Merging Two Bumpers Together

Before I got my 1998 LS400, I really wanted an 04-06 LS430 because I was in love with the streamline foglights that came with it.  Since the LS430 was out of my budget, I went for the next best thing and got the after MC LS400 instead.  Since I still couldn't get over how nice the LS430 foglights looked, I decided to take the bottom half of the LS430 front bumper and merge it with the top half of my LS400 bumper.  Here's how we did it:

Both bumpers, LS400 on top and LS430 on bottom:

We taped off the line where we wanted to cut the bumper at:

We used an air powered rotary cutter, but you can use a dremel:

Test fitting the LS430 bottom half:

We realized that the LS430 bumper was shorter on the sides, so some custom work would have to be done:

We retained the top part of the LS400 bumper where all the mounting holes to the radiator support and the bracket to the fenders are located.

We used the side of the rotary tool to score and roughen up the edges for better adherence on the area where the two bumpers meet up together.

To connect the two pieces together, we threaded zip ties through them about 1.5 inches apart.

In the back side, we used a compound called "Lord Fusor 100EZ", which is a plastic/polyurethane body repair adhesive.  The best part about this compound is that it has flex agents in it to allow it to take some abuse.

To extend the sides on the LS430 bumper to match the lines on the LS400, we took a donor piece from the LS400 bumper that we didn't need and used the end piece on the LS400 bumper and threaded together with zip ties.


Then we taped it off from the front and laid more Fusor on the back side:

It takes a couple of hours for the Fusor to cure depending on temperature and humidity.  After it hardened, we removed the zip ties from the front and filled in the stock mounting holes that came on the LS430 bumper.

We then laid a thin layer of Fusor on the front side.  We made sure we cut above the Tow hook access hole, because retaining that gives the bumper a stock look.

We then laid on Tiger Hair bondo on the front side to start smoothing it out.


Then we added a final coat of glaze for the finishing smoothness.

Here's the first test fit with the fog lights on.  We wanted to make sure the bumper matches the lines on the fenders.



God I love these fog lights:

After sanding everything smooth, we primed it:


Then we painted it, threw some wheels on, lowered it, Coupled it with Wald sideskirts and rear lip........and BAM!  Easy huh?

4 comments:

Ahmed said...

Great job.
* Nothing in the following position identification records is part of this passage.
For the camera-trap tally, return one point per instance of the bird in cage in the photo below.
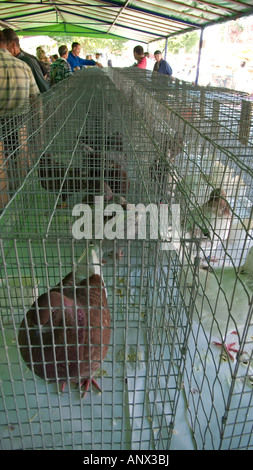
(66, 333)
(109, 166)
(209, 222)
(221, 297)
(55, 177)
(196, 186)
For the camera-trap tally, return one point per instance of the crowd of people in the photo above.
(24, 75)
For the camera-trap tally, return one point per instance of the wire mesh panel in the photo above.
(170, 374)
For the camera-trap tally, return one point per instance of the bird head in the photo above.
(89, 263)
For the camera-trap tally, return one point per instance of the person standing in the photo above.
(161, 65)
(140, 57)
(60, 68)
(77, 62)
(16, 78)
(13, 46)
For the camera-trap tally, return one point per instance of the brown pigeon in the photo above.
(66, 333)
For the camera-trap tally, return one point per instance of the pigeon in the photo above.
(221, 298)
(205, 175)
(66, 333)
(210, 222)
(56, 178)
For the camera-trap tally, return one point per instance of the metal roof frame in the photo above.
(140, 20)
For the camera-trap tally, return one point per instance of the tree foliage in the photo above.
(92, 45)
(187, 42)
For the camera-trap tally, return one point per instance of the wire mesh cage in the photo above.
(174, 364)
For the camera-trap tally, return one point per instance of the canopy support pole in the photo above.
(199, 55)
(166, 46)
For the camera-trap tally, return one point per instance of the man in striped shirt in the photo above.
(60, 69)
(17, 81)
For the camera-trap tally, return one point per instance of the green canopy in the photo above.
(139, 20)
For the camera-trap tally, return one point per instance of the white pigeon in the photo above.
(221, 297)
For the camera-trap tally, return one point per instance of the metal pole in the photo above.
(166, 45)
(199, 55)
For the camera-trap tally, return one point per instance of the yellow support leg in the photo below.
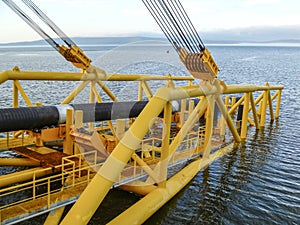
(68, 142)
(209, 126)
(254, 111)
(264, 109)
(245, 116)
(278, 104)
(227, 117)
(270, 106)
(93, 195)
(165, 145)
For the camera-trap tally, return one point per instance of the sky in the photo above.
(95, 18)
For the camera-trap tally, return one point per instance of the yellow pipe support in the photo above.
(75, 92)
(278, 104)
(165, 145)
(233, 108)
(194, 116)
(147, 206)
(254, 111)
(95, 192)
(68, 142)
(264, 109)
(147, 89)
(245, 116)
(18, 162)
(138, 187)
(275, 95)
(145, 167)
(270, 106)
(107, 91)
(15, 96)
(22, 92)
(22, 176)
(209, 126)
(54, 216)
(140, 91)
(228, 120)
(67, 76)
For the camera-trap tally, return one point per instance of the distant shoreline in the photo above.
(116, 41)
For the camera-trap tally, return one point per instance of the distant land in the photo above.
(252, 35)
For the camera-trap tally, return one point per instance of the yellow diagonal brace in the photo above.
(22, 92)
(228, 119)
(75, 92)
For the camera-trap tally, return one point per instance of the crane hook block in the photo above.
(200, 65)
(76, 56)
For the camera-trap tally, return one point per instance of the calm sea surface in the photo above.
(259, 183)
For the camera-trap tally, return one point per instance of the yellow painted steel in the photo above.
(138, 187)
(68, 143)
(75, 92)
(253, 108)
(229, 122)
(147, 206)
(95, 192)
(18, 162)
(245, 116)
(165, 145)
(24, 175)
(278, 104)
(264, 109)
(234, 107)
(107, 91)
(68, 76)
(270, 106)
(209, 126)
(19, 88)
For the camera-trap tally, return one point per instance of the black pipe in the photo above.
(30, 118)
(110, 110)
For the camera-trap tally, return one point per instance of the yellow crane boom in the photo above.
(71, 52)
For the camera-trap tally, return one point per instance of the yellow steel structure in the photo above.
(135, 154)
(157, 189)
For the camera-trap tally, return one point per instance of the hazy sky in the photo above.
(128, 17)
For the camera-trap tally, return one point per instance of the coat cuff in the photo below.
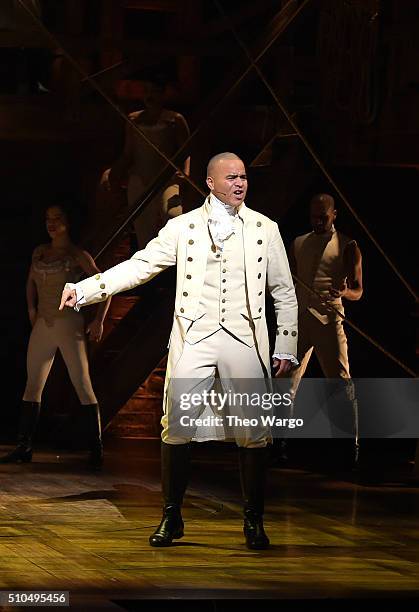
(80, 299)
(291, 358)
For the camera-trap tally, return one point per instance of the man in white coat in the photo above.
(226, 256)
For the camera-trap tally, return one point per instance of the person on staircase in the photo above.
(54, 264)
(141, 164)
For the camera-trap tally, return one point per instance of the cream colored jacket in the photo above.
(184, 241)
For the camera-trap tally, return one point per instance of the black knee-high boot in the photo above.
(95, 435)
(27, 425)
(253, 463)
(175, 475)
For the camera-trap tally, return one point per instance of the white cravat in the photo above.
(221, 221)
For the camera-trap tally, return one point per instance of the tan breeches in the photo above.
(164, 206)
(67, 335)
(239, 369)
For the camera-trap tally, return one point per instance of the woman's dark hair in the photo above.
(71, 208)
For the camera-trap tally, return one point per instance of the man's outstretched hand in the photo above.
(282, 367)
(68, 298)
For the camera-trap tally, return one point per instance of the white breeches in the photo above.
(240, 371)
(67, 335)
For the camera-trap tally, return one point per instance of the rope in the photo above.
(323, 169)
(315, 156)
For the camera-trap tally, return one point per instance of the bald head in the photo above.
(322, 213)
(226, 178)
(214, 162)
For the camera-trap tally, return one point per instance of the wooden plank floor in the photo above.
(62, 527)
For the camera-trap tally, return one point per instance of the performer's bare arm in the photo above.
(351, 288)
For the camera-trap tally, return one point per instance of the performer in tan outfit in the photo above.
(226, 255)
(330, 263)
(53, 265)
(167, 130)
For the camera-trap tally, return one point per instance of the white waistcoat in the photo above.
(224, 293)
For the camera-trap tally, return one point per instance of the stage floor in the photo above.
(333, 537)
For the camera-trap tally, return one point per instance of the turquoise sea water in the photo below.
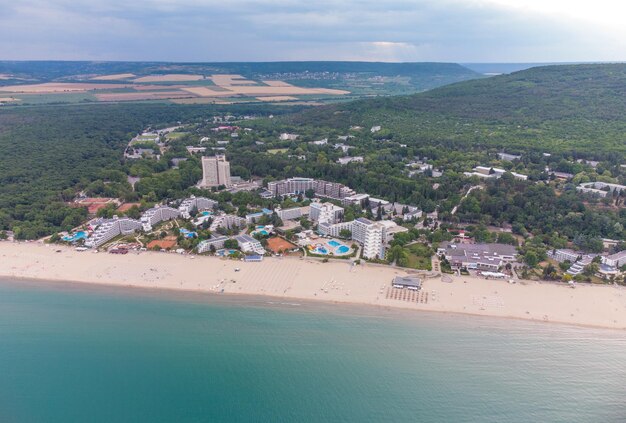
(74, 354)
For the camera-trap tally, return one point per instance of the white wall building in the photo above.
(289, 214)
(616, 260)
(110, 228)
(227, 221)
(249, 244)
(374, 243)
(216, 242)
(215, 172)
(326, 213)
(346, 160)
(157, 214)
(192, 204)
(335, 229)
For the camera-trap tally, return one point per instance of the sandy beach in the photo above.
(335, 281)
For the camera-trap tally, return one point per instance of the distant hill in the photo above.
(360, 78)
(573, 107)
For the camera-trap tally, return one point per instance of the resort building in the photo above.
(493, 172)
(288, 137)
(326, 213)
(616, 260)
(346, 160)
(227, 221)
(215, 172)
(565, 254)
(356, 199)
(359, 229)
(372, 235)
(194, 204)
(334, 230)
(110, 228)
(216, 242)
(247, 244)
(508, 157)
(477, 256)
(374, 242)
(254, 217)
(194, 150)
(289, 214)
(158, 214)
(601, 189)
(295, 186)
(412, 215)
(409, 282)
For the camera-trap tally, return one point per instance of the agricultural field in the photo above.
(288, 83)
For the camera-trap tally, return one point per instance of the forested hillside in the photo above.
(48, 153)
(575, 108)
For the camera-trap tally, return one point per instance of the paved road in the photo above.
(464, 197)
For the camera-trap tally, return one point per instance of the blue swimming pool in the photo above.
(343, 249)
(75, 237)
(187, 233)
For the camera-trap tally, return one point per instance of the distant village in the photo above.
(315, 218)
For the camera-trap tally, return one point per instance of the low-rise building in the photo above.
(616, 260)
(247, 244)
(601, 189)
(326, 212)
(288, 137)
(477, 256)
(346, 160)
(156, 215)
(289, 214)
(565, 254)
(493, 172)
(216, 241)
(108, 229)
(193, 204)
(254, 217)
(508, 157)
(227, 221)
(334, 229)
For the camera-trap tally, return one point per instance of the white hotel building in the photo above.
(372, 235)
(321, 188)
(335, 229)
(326, 213)
(157, 214)
(227, 221)
(110, 228)
(216, 242)
(289, 214)
(192, 204)
(249, 244)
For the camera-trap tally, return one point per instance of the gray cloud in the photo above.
(210, 30)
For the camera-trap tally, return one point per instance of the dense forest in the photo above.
(574, 109)
(51, 153)
(48, 153)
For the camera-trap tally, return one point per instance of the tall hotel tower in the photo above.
(215, 172)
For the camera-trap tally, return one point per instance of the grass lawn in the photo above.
(176, 135)
(419, 257)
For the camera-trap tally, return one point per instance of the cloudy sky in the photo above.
(268, 30)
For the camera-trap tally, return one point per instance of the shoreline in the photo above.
(295, 279)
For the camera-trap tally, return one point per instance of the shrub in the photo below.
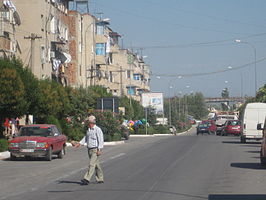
(3, 145)
(109, 124)
(142, 130)
(53, 120)
(161, 129)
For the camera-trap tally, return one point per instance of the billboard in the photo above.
(108, 103)
(154, 100)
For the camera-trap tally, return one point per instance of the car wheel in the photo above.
(126, 136)
(262, 159)
(49, 154)
(62, 152)
(242, 139)
(12, 157)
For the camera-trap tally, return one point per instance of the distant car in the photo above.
(220, 121)
(232, 127)
(212, 126)
(261, 127)
(38, 140)
(203, 128)
(172, 130)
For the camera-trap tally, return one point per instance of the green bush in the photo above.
(160, 129)
(109, 124)
(116, 137)
(53, 120)
(3, 145)
(142, 130)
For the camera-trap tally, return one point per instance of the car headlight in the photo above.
(13, 145)
(41, 144)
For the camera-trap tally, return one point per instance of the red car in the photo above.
(38, 140)
(211, 126)
(232, 127)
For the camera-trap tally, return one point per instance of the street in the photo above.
(162, 167)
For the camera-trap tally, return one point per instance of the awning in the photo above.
(64, 57)
(68, 57)
(9, 4)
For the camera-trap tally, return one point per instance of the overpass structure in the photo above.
(225, 102)
(222, 100)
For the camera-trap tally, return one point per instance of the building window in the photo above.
(52, 25)
(43, 54)
(100, 48)
(131, 91)
(80, 47)
(111, 77)
(100, 30)
(110, 59)
(136, 77)
(128, 74)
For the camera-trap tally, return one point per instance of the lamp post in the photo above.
(170, 114)
(86, 53)
(255, 60)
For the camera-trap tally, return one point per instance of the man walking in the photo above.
(94, 140)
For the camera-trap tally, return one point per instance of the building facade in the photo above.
(75, 49)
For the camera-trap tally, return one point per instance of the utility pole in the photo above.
(121, 81)
(32, 39)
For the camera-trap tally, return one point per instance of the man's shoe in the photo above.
(85, 182)
(100, 182)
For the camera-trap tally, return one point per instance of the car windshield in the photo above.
(234, 123)
(203, 125)
(35, 131)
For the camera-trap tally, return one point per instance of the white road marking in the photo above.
(117, 156)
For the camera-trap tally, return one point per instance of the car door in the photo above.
(60, 139)
(263, 143)
(56, 140)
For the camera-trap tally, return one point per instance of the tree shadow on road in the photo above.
(257, 166)
(70, 182)
(253, 151)
(237, 197)
(252, 144)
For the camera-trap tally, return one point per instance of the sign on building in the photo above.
(108, 103)
(154, 100)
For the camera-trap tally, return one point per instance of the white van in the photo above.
(254, 114)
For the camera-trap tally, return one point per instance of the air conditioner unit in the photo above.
(52, 54)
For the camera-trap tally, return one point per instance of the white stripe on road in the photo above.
(118, 155)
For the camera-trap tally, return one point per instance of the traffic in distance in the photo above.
(252, 125)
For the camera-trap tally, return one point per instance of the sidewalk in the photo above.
(6, 154)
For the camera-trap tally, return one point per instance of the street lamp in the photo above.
(255, 60)
(170, 114)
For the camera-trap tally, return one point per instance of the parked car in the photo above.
(254, 114)
(203, 128)
(38, 140)
(261, 127)
(212, 126)
(232, 127)
(221, 120)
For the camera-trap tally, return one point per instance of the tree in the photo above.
(225, 93)
(12, 93)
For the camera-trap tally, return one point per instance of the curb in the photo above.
(4, 155)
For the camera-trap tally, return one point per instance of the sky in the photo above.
(190, 44)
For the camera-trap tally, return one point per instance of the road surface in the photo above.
(155, 168)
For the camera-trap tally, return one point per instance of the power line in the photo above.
(197, 43)
(215, 18)
(156, 21)
(209, 73)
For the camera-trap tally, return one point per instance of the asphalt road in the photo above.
(156, 168)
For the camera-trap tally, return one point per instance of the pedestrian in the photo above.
(95, 142)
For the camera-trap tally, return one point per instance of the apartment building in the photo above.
(9, 21)
(74, 49)
(42, 38)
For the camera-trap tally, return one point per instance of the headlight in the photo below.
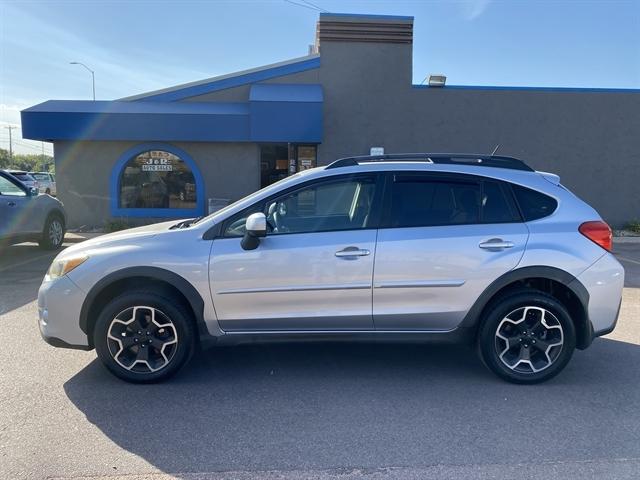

I'm considering doing something similar. How did you get the zip-ties to be flush on the surface? I'm concerned that the zip-ties will stick out too much. Did you counter sink?

Unknown said...

This is a great post and will be useful to me down the road! was fiberglass used at all or anything along those lines?

Unknown said...

They cut them off and then filled the holes

Tony.SR20 said...

Just randomly came across this while researching an idea. Dope work.